In-Clinic Compared to Telerehabilitation for Stroke Patients

JUNE 25, 2019
Patrick Campbell
Stroke patientA recent study has found that home-based telerehabilitation (TR) is non-inferior to in-clinic (IC) therapy for patients after suffering from a stroke

Patients in the TR group saw a greater mean score change when investigators examined change in arm function among patients who had suffered a stroke within the past 4 to 36 weeks.

“The promise of Telehealth is we can gives them gobs of practice in an accessible way. We could go hours a day for weeks and months on end,” said Steven Cramer, MD, professor of neurology at UC Irvine. “This is exciting, not just because we showed comparable efficacy but it opens the door to taking this up to a whole new level.”

Investigators sought to determine whether treatment delivered through a home-based tele rehabilitation system had comparable efficacy with a dose-matched, intensity-matched therapy in an in-clinic setting. Investigators also sought to examine whether this system had comparable efficacy for providing stroke education.

Investigators identified 124 patients from 11 US sites with arm motor deficits, as defined by a Fulg-Meyer (FM) score between 22 and 56 of 66, 4 to 36 weeks after stroke onset.  The primary end point was within-patient change in arm motor FM score. 

Patients were randomized in 1:1 ratio to receive intensive arm motor therapy IC (n=62) or using TR (n=62) at the patient’s home. Investigators noted that therapy intensity, duration, and frequency were matched across the 2 treatment groups. The study used an assessor-blinded, randomized, controlled, noninferiority design to test whether efficacy is compared between the 2 groups.

In order to be included in the study, patients had to meet several criteria. Patients must have been 18 years or older, had experienced ischemic stroke or intracerebral hemorrhage 4 to 36 weeks prior, had mild to severe arm motor deficits, and had no major deficits in mood or cognition.
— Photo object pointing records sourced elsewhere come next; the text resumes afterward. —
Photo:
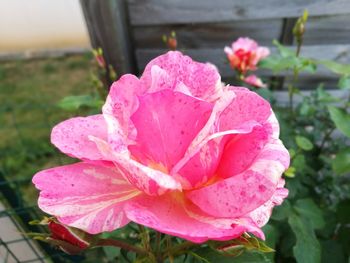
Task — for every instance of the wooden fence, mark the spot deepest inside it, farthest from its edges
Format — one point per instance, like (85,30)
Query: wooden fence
(130,31)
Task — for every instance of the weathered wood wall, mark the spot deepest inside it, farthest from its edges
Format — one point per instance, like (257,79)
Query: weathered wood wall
(204,27)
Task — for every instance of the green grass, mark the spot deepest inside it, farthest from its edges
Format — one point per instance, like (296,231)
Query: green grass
(29,92)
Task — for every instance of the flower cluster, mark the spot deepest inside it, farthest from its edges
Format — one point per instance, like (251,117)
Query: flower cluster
(174,150)
(244,55)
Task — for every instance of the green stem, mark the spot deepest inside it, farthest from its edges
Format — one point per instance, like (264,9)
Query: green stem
(144,237)
(157,247)
(295,78)
(121,244)
(179,249)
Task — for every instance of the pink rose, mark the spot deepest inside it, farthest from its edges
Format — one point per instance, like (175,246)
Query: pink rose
(253,80)
(245,54)
(175,151)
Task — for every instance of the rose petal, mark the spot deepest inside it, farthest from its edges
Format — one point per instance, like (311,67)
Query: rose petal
(171,215)
(262,214)
(72,136)
(244,192)
(146,179)
(85,195)
(203,80)
(241,150)
(121,103)
(166,123)
(237,111)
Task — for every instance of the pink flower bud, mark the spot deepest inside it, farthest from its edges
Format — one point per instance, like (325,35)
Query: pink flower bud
(245,54)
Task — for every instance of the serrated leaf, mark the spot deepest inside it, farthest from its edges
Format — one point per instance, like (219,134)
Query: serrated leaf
(310,210)
(307,248)
(246,257)
(341,163)
(304,143)
(344,82)
(341,119)
(72,103)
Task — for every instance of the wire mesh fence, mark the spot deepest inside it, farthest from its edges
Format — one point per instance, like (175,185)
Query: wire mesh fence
(29,92)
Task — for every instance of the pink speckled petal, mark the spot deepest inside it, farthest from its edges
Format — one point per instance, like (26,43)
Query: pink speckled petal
(172,215)
(241,150)
(203,80)
(244,192)
(146,179)
(247,106)
(166,123)
(72,136)
(237,111)
(262,214)
(85,195)
(121,103)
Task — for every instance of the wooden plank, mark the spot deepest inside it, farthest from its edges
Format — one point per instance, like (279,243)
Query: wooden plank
(340,53)
(107,24)
(283,99)
(208,35)
(157,12)
(328,29)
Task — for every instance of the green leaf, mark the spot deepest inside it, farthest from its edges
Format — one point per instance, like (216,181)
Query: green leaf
(236,246)
(72,103)
(307,248)
(310,210)
(304,143)
(344,82)
(341,119)
(335,67)
(332,251)
(343,212)
(281,212)
(247,257)
(341,163)
(284,51)
(290,172)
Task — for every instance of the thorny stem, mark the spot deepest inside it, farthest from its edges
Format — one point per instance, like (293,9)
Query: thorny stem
(157,247)
(121,244)
(169,246)
(144,237)
(179,249)
(295,78)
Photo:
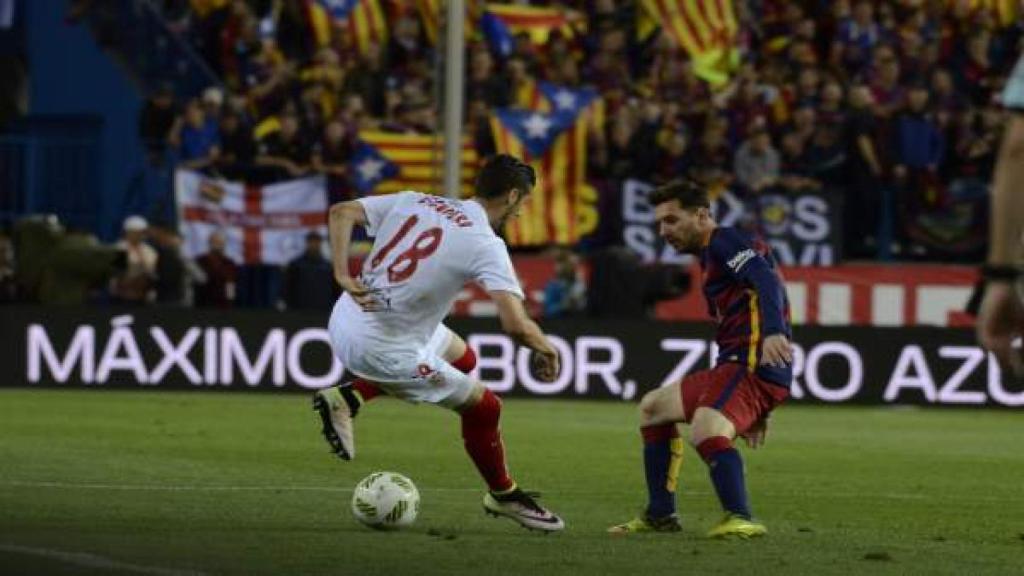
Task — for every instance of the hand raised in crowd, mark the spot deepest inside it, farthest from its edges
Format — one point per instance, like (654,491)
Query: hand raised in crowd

All patients underwent baseline testing and were randomized using a web-based central system.

Among patients who initiated at least 1 treatment session, those in the TR group were adherent with 98.3% of assigned therapy sessions (35.4 of 36). Authors noted that those in the IC group were adherent with 93.3% (33.6 of 36) of therapy sessions.

Of the 124 participants, the mean age was 61, 90 were men, and the mean baseline FM score was 43 points. Patients in the IC group had a mean FM score change of 8.36 points from baseline to 30 days after therapy. In the TR group, the mean change was 7.86 points at 30 days. The covariate-adjusted mean FM score change was 0.06 points higher in the TR group.

Investigators noted that the noninferiority margin was 2.47 and fell outside of the 95% confidence interval, which indicates that TP is not inferior to IC therapy. Additionally, motor gains remained significant when patients were enrolled early or late after stroke were examined separately by investigators.

Authors noted multiple limitations within their study. The focus of the study was on arm motor deficits and there are many other deficits that can also benefit from high-dose rehabilitation. Additionally, no economic analysis was performed for this trial and performances on the stroke education quiz were high in both groups at baseline — preventing investigators from detecting a difference between groups in gains in stroke knowledge. 

This study, titled “Efficacy of Home-Based Telerehabilitation vs In-Clinic Therapy for Adults After Stroke,” is published in JAMA Neurology.